At a recent talk at the Library, war correspondent and author Jill Jolliffe explored the reporting of World War I and, in particular, the work of official historian C.E.W. Bean, editor of The Official History of Australia in the War of 1914-1918. Below is an edited extract from the talk, which was the result of Jolliffe’s World War I centenary fellowship at the Library. Here she details the landing at Anzac Cove and Beans’ probable whereabouts at the precise time.
‘[C.W.Bean] was to play an enormous role over decades in recording the history of the war and working for an honourable memorialisation of all who died in it (The Australian War Memorial in Canberra was part of this legacy). He was an English-born Oxford graduate who had worked on the Sydney Morning Herald for the six years preceding his arrival at the front.
Captain C E W Bean, 26 July 1915, Australian War Memorial; PS1580
Once at the front, Bean aimed to observe every battle and was admired by the soldiers for his dedication and bravery. He was struck in the leg by a stray Turk bullet in August 1914 but refused to leave the battlefield to have the wound treated, insisting instead on remaining in his dug-out and having it dressed daily until it healed.
In their earliest survey of the intended battlefront, the Australian and New Zealand commanders had chosen the most hospitable strip of beach on the Gallipoli peninsular as an ideal landing point and dubbed it ‘Anzac Cove’. It was here that the invasion force was scheduled to land and fight its way onshore to establish a beach-head for those who followed, but it instead overshot that point by a mile and a half, creating confusion in Allied ranks.
The orders for the fleet were that at around 4.15am on 25 April its ships would each collect batches of soldiers waiting to land from the convoy vessels gathered at the Dardanelles estuary and transfer them to smaller boats which would row them silently to the Gallipoli beaches while it was still dark. That was the theory, at least.
Back to the line men of 7 Battalion go back to Anzac, they had been resting on Lemnos Tough battle-hardened they were a fighting force any nation would be proud to claim. H98.103/2792
The baptism of fire of the young Australians and New Zealanders was an horrific event.
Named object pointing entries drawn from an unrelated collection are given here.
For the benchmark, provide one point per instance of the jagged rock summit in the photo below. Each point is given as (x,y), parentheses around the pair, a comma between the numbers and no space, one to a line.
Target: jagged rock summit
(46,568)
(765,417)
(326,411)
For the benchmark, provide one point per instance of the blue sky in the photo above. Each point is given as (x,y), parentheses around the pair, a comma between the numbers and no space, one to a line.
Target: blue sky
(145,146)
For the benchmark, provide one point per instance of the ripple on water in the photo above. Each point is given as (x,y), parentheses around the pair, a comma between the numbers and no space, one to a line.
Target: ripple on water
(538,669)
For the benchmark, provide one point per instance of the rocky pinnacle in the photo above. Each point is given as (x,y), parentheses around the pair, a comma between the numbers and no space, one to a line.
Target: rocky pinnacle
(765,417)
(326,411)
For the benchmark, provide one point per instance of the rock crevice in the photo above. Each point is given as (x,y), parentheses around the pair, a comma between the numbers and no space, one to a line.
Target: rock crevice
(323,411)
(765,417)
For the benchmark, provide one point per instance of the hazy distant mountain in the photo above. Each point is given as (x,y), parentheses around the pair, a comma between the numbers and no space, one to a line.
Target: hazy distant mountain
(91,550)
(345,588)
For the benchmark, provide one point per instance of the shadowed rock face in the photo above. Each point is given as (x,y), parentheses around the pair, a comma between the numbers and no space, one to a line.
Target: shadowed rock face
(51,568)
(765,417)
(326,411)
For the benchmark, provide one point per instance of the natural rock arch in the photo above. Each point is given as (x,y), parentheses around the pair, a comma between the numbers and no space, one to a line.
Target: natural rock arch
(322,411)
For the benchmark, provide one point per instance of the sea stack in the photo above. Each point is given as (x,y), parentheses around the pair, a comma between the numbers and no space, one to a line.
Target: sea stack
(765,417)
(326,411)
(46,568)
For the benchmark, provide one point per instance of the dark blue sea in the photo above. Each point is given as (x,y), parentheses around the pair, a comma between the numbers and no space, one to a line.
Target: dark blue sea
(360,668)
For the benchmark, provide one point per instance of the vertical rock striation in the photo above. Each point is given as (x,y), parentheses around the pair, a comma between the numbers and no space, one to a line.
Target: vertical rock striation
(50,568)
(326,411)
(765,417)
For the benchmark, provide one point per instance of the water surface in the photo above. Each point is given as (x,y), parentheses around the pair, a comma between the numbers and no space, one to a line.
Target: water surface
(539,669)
Some managed to reach the beach without unduly alerting the Turkish enemy, but the sun rose soon after and their vulnerability was evident: the small boats were returning to the convoy in the harbour awash with blood and piled with the dead—they had been cut down in a hail of bullets soon after setting foot on the Anzac shore, and some, whose shapes were visible to the Turks as they were rowed in, died even before this.
Landing at Gallipoli, 2nd Brigade, H98.103/2799
Phillip Schuler, an accredited Age photojournalist at the landing, published his account of the action in Australia in Arms in 1916, (a work republished by Penguin in 2014) and was subsequently killed fighting on the Western Front in 1917. He gives a close description of those first moments on the beach:
‘The men had orders not to fire’, he wrote, ‘They had to judge for themselves, and leap into the water when they were nearing the shore. So the men jumped from the boats into the icy Aegean…their rifles held above their heads, and slowly facing the stream of lead, waded to the shore. Eager to be free of action, they at once dropped their packs and charged. Some Turks were running along the beach to oppose them. They were killed or wounded. At other places…the boats were drifting in, and along the broader shore were grounding on the beach, only to be shattered and the whole parties in them decimated by the machine guns in Fisherman’s Hut and the low hills above his enemy post.’
Back on the Minnewaska, Charles Bean was preparing to embark after enjoying a hot breakfast (‘a cup of tea and a plate of porridge’), an action which probably contributed to him missing the initial landing.’
Inspection hour on Minnewaska. Australians at attention; MS 10340; [image 25]
This is an edited extract from a talk delivered by Jill Jolliffe on July 2, 2015 at the State Library of Victoria. Jill is a former war correspondent and author of eight nonfiction books. She currently works as a freelance writer and researcher.